Note that consistency as defined in the CAP theorem is quite different from the consisteny guaranteed in ACID database transactions.
Eric Brewer argues that the often-used “two out of three” concept can be somewhat misleading because system designers only need to sacrifice consistency or availability in the presence of partitions, and that in many systems partitions are rare.
CAP is frequently misunderstood as if one has to choose to abandon one of the three guarantees at all times. In fact, the choice is really between consistency and availability only when a network partition or failure happens; at all other times, no trade-off has to be made.
When a network partition failure happens should we decide to:
- Cancel the operation and thus decrease the availability but ensure consistency.
- Proceed with the operation and thus provide availability but risk inconsistency.
In the absence of network failure – that is, when the distributed system is running normally – both availability and consistency can be satisfied.
Classification
Nowadays, key-value stores are classified based on the two CAP characteristics they support.
Database systems designed with traditional ACID guarantees in mind such as RDBMS choose consistency over availability, whereas systems designed around the BASE philosophy, common in the NoSQL movement for example, choose availability over consistency.

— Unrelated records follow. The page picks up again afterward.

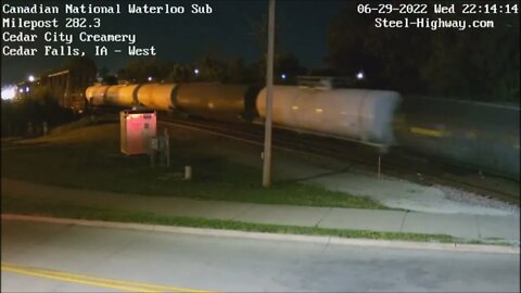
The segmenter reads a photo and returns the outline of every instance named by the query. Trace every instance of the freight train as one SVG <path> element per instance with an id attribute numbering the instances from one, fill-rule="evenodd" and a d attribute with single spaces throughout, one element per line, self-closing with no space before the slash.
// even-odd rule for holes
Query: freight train
<path id="1" fill-rule="evenodd" d="M 237 123 L 266 114 L 266 88 L 243 85 L 93 86 L 85 97 L 92 106 L 141 105 Z M 272 110 L 278 127 L 381 150 L 399 146 L 519 180 L 519 106 L 404 99 L 387 90 L 274 86 Z"/>

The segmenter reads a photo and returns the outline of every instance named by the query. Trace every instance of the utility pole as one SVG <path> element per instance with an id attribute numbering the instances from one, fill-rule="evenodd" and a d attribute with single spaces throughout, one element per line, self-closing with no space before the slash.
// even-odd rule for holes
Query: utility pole
<path id="1" fill-rule="evenodd" d="M 271 113 L 274 106 L 275 0 L 269 0 L 268 58 L 266 66 L 266 120 L 264 131 L 263 187 L 271 184 Z"/>

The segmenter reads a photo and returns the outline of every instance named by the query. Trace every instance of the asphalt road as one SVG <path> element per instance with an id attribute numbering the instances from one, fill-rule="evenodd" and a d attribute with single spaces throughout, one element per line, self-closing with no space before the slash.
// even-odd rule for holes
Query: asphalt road
<path id="1" fill-rule="evenodd" d="M 2 220 L 2 292 L 519 292 L 519 254 Z"/>

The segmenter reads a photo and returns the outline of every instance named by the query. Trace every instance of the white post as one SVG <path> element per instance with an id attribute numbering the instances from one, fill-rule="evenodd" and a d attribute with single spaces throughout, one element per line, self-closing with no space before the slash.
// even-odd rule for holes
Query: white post
<path id="1" fill-rule="evenodd" d="M 378 156 L 378 179 L 380 179 L 382 160 L 381 156 Z"/>
<path id="2" fill-rule="evenodd" d="M 271 112 L 274 105 L 275 0 L 269 0 L 268 55 L 266 64 L 266 122 L 264 136 L 263 187 L 271 184 Z"/>
<path id="3" fill-rule="evenodd" d="M 185 180 L 190 180 L 190 179 L 192 179 L 192 167 L 185 166 Z"/>

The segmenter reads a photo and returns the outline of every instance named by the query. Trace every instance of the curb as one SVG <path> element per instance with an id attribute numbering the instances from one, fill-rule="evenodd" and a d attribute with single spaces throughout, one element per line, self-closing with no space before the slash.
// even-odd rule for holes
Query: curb
<path id="1" fill-rule="evenodd" d="M 306 242 L 306 243 L 327 244 L 327 245 L 336 244 L 336 245 L 352 245 L 352 246 L 408 249 L 408 250 L 520 254 L 520 247 L 506 246 L 506 245 L 431 243 L 431 242 L 412 242 L 412 241 L 394 241 L 394 240 L 350 239 L 350 238 L 327 237 L 327 235 L 320 237 L 320 235 L 278 234 L 278 233 L 247 232 L 247 231 L 237 231 L 237 230 L 191 228 L 191 227 L 163 226 L 163 225 L 136 224 L 136 222 L 54 218 L 54 217 L 15 215 L 15 214 L 1 214 L 1 219 L 18 220 L 18 221 L 38 221 L 38 222 L 73 225 L 73 226 L 87 226 L 87 227 L 99 227 L 99 228 L 113 228 L 113 229 L 114 228 L 132 229 L 132 230 L 141 230 L 141 231 L 156 231 L 156 232 L 183 233 L 183 234 L 209 235 L 209 237 L 228 237 L 228 238 L 271 240 L 271 241 L 294 241 L 294 242 Z"/>

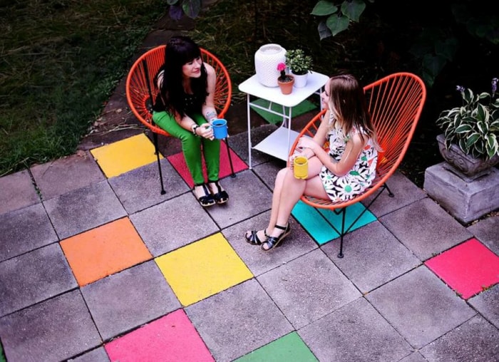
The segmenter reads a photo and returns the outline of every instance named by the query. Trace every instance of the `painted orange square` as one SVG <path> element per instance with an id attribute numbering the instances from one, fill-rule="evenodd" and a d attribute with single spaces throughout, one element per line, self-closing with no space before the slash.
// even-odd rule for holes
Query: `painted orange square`
<path id="1" fill-rule="evenodd" d="M 152 259 L 128 217 L 61 242 L 81 286 Z"/>

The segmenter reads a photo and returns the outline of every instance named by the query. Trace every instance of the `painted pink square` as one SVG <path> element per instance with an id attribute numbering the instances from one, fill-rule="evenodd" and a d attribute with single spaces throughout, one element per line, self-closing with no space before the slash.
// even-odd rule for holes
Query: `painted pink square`
<path id="1" fill-rule="evenodd" d="M 183 309 L 178 309 L 105 346 L 111 362 L 213 361 Z"/>
<path id="2" fill-rule="evenodd" d="M 499 257 L 475 238 L 425 262 L 467 299 L 499 282 Z"/>
<path id="3" fill-rule="evenodd" d="M 230 145 L 230 142 L 229 143 Z M 229 151 L 230 152 L 230 159 L 232 161 L 232 167 L 234 168 L 234 172 L 239 172 L 243 170 L 247 170 L 248 165 L 245 163 L 245 162 L 241 160 L 236 153 L 232 151 L 230 148 L 229 148 Z M 189 169 L 185 163 L 185 159 L 184 158 L 184 155 L 182 152 L 176 153 L 171 156 L 167 157 L 170 163 L 172 164 L 173 168 L 175 168 L 177 172 L 180 175 L 184 181 L 191 187 L 194 187 L 194 181 L 192 181 L 192 177 L 190 175 Z M 205 165 L 205 160 L 202 160 L 202 170 L 206 177 L 206 165 Z M 229 155 L 227 152 L 227 146 L 225 145 L 225 141 L 220 142 L 220 171 L 219 172 L 219 177 L 224 178 L 232 173 L 230 170 L 230 162 L 229 160 Z"/>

No distributed system is safe from network failures, thus network partitioning generally has to be tolerated.
CP systems
System supports consistency and partition tolerance while sacrificing availability.
When choosing consistency over availability, the system will return an error or a time out if particular information cannot be guaranteed to be up to date due to network partitioning.
CP is a good choice if your business needs require atomic reads and writes.
AP systems
System supports availability and parition tolerance while sacrificing consistency.
When choosing availability over consistency, the system will always process the query and try to return the most recent available version of the information, even if it cannot guarantee it is up to date due to network partitioning.
AP is a good choice if the business needs allow for eventual consistency or when the system needs to continue working despite external errors.
CA systems
System supports consistency and availability while sacrificing partition tolerance.
Since network failure is unavoidable, a distributed system must tolerate network partition. Thus, a CA system cannot exist in real-world applications.